Live album by Kenny Rogers
- Released: October 21, 2003
- Recorded: 2003
- Genre: Country
- Length: 1:13:58
- Label: Dreamcatcher
- Producer: Jim Mazza

Kenny Rogers chronology
| There You Go Again (2000) | Live by Request (2003) | Back to the Well (2003) |

= Live by Request (Kenny Rogers album) =

Live by Request is a live CD released in 2003 by Kenny Rogers. It documents an installment of A&E Network's Live by Request series.

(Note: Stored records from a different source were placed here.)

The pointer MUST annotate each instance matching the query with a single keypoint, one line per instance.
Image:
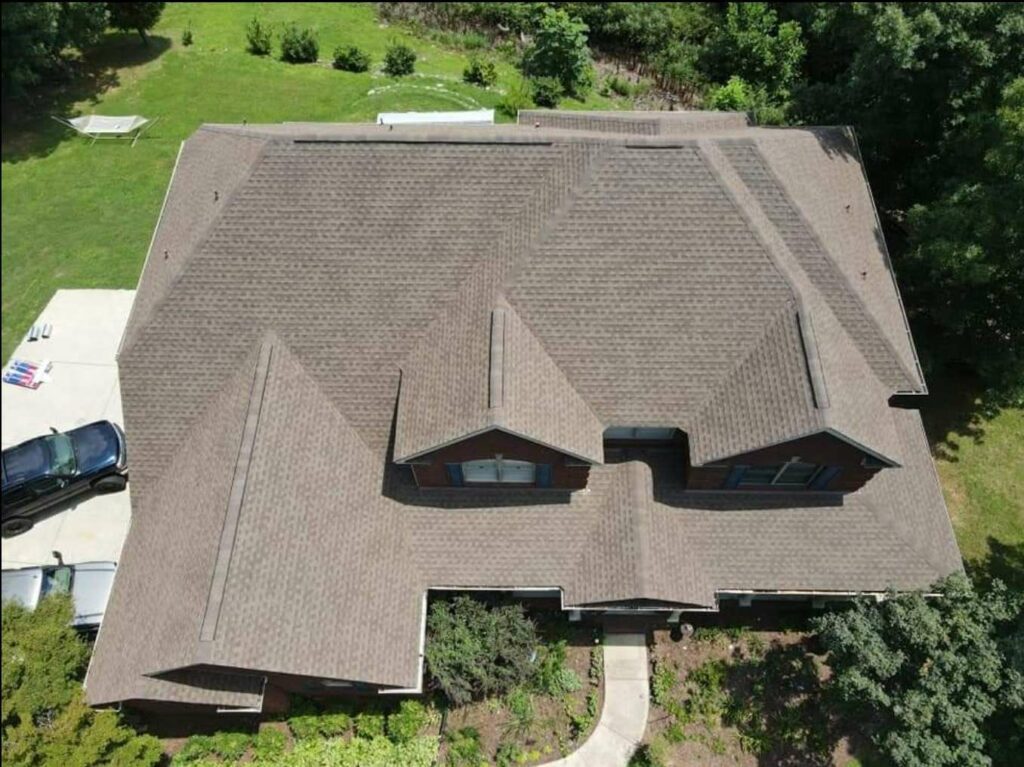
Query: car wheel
(15, 526)
(110, 484)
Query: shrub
(351, 58)
(474, 650)
(399, 59)
(370, 724)
(334, 723)
(197, 748)
(559, 50)
(553, 677)
(257, 38)
(464, 748)
(547, 91)
(517, 97)
(404, 724)
(299, 46)
(268, 744)
(45, 717)
(480, 72)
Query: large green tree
(35, 36)
(924, 675)
(474, 650)
(559, 50)
(45, 718)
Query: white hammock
(97, 126)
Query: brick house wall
(566, 472)
(818, 449)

Ray Waddell of Billboard gave the album a positive review, saying that it was "a fitting overview of a sturdy artist and still vibrant career." A review by Michael D. Clark of the Houston Chronicle was less positive, praising the song choices but criticizing the "decision not to omit most of the between-song TV chatter", ultimately rating the album a "C−".

==Track listing==

1. Welcome – "Islands in the Stream" – 3:08
2. Official Welcome – Request
3. "Daytime Friends" – 2:57
4. Request
5. "She Believes in Me" – 4:16
6. Request
7. "Ruby, Don't Take Your Love to Town" – 2:22
8. Request
9. "Love Will Turn You Around" – 3:09
10. Request
11. "The Greatest" – 2:45
12. Request
13. "Love or Something Like It" – 2:53
14. Request
15. "Through the Years" – 2:06
16. Request
17. "Lucille" – 3:47
18. Request
19. "Don't Fall in Love with a Dreamer" – 3:53
20. Request
21. "Coward of the County" – 2:35
22. Request
23. "Lady" – 3:44
24. Request
25. "Crazy" – 3:24
26. Request
27. "The Gambler" – 3:20
28. Request
29. "You Decorated My Life" – 3:29
30. Closing – Intro to Finale
31. "Slow Dance More" – 2:58

==Charts==
The album entered the Billboard Top Country Albums chart and peaked at number 68.